Da avaliação da implantação em uma microrregião do Ceará (2007-2009):

- A microrregião foi classificada em estágio intermediário nos três níveis da análise. Em cada nível em pelo menos um dos critérios foi atingido o grau incipiente: na definição de fontes para financiar a regionalização considerando sua insuficiência; na política de gestão do trabalho (plano de cargos e salários); na programação pactuada e integrada (a baixa alocação para as referências na média complexidade e a indefinição/inoperância de procedimentos/prazos de atualização); e, na acessibilidade (o tempo entre a solicitação e a realização de internações e consultas/exames especializados e o transporte do usuário à unidade de referência). Todos se configurando em obstáculos à regionalização.

-O grau avançado de implantação foi atingido em relação ao colegiado de gestão regional ainda que tenha pontuado no grau intermediário nas competências em conduzir a regionalização. Ademais em relação Plano Diretor de Regionalização, no desenho e configuração do sistema de referência na atenção secundária mesmo estando em intermediário na adequação dos serviços para esta referência. Ainda se destacaram no grau avançado as iniciativas locais de estruturação de serviços beneficiando a região bem como iniciativas da gestão estadual na estruturação de novos serviços.

-A maioria dos critérios se colocou na situação intermediária. A destacar nessa posição, o planejamento regional e a avaliação. Sendo mais próxima da incipiente, o complexo regulador tanto em relação à adequação quanto a operação e, ainda, na sua interface com a acessibilidade na marcação de consultas e exames especializados; como também o apoio à estadia dos usuários no período do deslocamento. Assim, configuram obstáculos; considerando o papel estratégico destes critérios para a regionalização.
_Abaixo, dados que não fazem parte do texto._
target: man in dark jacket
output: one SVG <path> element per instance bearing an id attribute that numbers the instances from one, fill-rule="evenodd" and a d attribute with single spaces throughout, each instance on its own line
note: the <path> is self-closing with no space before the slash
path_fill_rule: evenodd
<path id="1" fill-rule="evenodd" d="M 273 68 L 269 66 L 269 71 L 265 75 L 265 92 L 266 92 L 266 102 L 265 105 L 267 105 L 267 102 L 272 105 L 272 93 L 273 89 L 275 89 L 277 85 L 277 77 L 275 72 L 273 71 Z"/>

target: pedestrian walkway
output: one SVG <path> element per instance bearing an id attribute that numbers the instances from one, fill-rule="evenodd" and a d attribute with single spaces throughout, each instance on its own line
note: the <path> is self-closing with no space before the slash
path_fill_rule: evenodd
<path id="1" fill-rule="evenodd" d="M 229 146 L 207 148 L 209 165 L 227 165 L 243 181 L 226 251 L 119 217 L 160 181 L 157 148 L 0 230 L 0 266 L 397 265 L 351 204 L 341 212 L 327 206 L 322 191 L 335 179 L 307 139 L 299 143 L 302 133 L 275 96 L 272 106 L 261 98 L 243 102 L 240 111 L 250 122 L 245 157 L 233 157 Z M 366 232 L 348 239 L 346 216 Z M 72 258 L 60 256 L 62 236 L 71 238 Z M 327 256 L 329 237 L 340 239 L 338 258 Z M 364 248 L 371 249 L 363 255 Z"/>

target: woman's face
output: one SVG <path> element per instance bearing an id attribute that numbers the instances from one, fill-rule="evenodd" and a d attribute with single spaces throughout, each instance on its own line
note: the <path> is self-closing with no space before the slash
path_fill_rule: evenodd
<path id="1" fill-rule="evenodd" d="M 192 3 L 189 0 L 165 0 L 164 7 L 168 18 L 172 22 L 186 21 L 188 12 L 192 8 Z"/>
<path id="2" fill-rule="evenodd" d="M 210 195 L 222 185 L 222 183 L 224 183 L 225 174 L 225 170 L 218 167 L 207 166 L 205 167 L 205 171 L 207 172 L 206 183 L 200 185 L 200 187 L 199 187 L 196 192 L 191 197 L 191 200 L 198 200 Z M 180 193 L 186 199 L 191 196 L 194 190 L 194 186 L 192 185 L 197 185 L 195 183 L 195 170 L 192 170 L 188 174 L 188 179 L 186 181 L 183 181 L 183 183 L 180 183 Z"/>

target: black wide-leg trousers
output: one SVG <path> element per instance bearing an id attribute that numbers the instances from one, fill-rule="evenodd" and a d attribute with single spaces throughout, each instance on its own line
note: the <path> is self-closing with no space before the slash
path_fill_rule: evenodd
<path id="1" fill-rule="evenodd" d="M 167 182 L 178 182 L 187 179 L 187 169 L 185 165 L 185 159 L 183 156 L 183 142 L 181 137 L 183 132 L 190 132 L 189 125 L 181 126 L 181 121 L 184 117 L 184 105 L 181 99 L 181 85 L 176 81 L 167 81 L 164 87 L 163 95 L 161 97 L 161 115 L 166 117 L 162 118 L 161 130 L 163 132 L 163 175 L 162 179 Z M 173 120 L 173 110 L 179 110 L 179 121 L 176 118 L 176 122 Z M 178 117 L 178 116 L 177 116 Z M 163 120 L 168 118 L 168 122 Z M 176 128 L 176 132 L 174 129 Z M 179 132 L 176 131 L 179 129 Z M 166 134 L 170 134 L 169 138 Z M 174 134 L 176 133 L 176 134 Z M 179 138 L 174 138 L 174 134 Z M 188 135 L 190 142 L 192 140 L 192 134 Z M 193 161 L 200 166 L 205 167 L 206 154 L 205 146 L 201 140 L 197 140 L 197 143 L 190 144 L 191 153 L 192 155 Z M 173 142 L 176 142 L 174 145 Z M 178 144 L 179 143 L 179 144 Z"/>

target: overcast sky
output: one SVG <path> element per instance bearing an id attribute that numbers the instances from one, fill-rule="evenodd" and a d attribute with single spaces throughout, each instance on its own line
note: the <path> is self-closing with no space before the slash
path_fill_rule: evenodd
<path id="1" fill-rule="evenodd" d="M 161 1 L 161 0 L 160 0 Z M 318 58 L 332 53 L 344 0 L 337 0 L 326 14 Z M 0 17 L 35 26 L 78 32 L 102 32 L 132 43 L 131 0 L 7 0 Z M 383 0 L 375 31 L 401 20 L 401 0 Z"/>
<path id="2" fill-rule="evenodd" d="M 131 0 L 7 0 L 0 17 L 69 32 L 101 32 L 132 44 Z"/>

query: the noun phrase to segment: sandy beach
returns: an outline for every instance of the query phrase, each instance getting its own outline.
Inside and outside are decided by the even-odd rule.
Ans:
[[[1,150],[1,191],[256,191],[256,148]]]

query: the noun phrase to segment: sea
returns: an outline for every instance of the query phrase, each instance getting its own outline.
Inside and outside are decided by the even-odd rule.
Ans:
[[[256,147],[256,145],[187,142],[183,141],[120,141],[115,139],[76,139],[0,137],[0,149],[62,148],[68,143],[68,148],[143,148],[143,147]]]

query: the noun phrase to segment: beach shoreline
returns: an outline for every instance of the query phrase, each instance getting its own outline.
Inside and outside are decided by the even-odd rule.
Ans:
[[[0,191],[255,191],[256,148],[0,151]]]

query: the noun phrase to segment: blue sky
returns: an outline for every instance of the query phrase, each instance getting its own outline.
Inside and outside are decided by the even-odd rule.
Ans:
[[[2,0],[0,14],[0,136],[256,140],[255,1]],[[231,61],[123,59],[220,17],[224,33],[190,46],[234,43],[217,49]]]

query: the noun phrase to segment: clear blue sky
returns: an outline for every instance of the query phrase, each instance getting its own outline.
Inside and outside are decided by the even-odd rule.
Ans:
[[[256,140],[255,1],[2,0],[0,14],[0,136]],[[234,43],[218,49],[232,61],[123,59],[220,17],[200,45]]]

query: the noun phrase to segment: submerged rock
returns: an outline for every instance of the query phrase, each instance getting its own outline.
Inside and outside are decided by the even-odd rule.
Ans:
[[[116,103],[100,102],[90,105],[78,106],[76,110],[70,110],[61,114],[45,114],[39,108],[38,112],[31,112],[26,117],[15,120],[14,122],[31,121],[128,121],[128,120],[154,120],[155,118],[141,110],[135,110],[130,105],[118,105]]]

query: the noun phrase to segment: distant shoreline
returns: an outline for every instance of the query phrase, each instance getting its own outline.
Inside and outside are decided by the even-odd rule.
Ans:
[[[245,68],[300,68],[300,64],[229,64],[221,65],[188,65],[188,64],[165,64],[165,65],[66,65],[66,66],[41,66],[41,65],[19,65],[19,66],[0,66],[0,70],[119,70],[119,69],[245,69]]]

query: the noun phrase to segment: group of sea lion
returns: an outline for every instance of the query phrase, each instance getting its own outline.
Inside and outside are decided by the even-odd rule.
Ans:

- Com as práticas da região, como expressão da intervenção implantada, atingindo o grau intermediário na disponibilidade e distribuição social dos recursos e incipiente na

acessibilidade, a regionalização se colocou em situação desfavorável. Estes resultados apontando para a necessidade de serem revistos seus rumos, particularmente quanto à estratégia incrementalista assumida em sua operacionalização. A adesão dos municípios, o colegiado de gestão em posição favorável para viabilizar estratégias de cooperação intergestores; bem como a liderança dos dirigentes na região se constituem em potencialidades da regionalização no sentido de seu fortalecimento.

Sintetizando, pode-se dizer que a regionalização da gestão da saúde no Ceará introduzida no inicio do século XX assumiu diferentes sentidos ao longo da história. Sua recente incorporação como estratégia de reorganização de serviços de saúde de forma pioneira no Ceará, a partir de 1998, relaciona-se às características da conjuntura política nacional e estadual de Reforma do Estado e modernização administrativa resultante do exercício da hegemonia por parte de grupos sociais representados por partidos de centro esquerda em coalisão com setores de esquerda que criaram espaços ocupados por alguns agentes de trajetórias relacionadas com o movimento sanitário; que formularam proposição inovadora. Embora a proposição, na sua essência fosse orgânica às aspirações dos governos estaduais de recomposição do poder parcialmente perdido com a descentralização da saúde, por um lado, e por outro, com as aspirações dos municípios de resolução de seus problemas de acesso a média e alta complexidade, não houve prioridade efetiva que se traduziu pelo financiamento insuficiente e situação de implantação intermediária verificada. Além disso, as trajetórias e disposições dos principais agentes envolvidos com a regionalização a conduziram principalmente como política racionalizadora ficando a sua dimensão de reorganização do sistema secundarizada.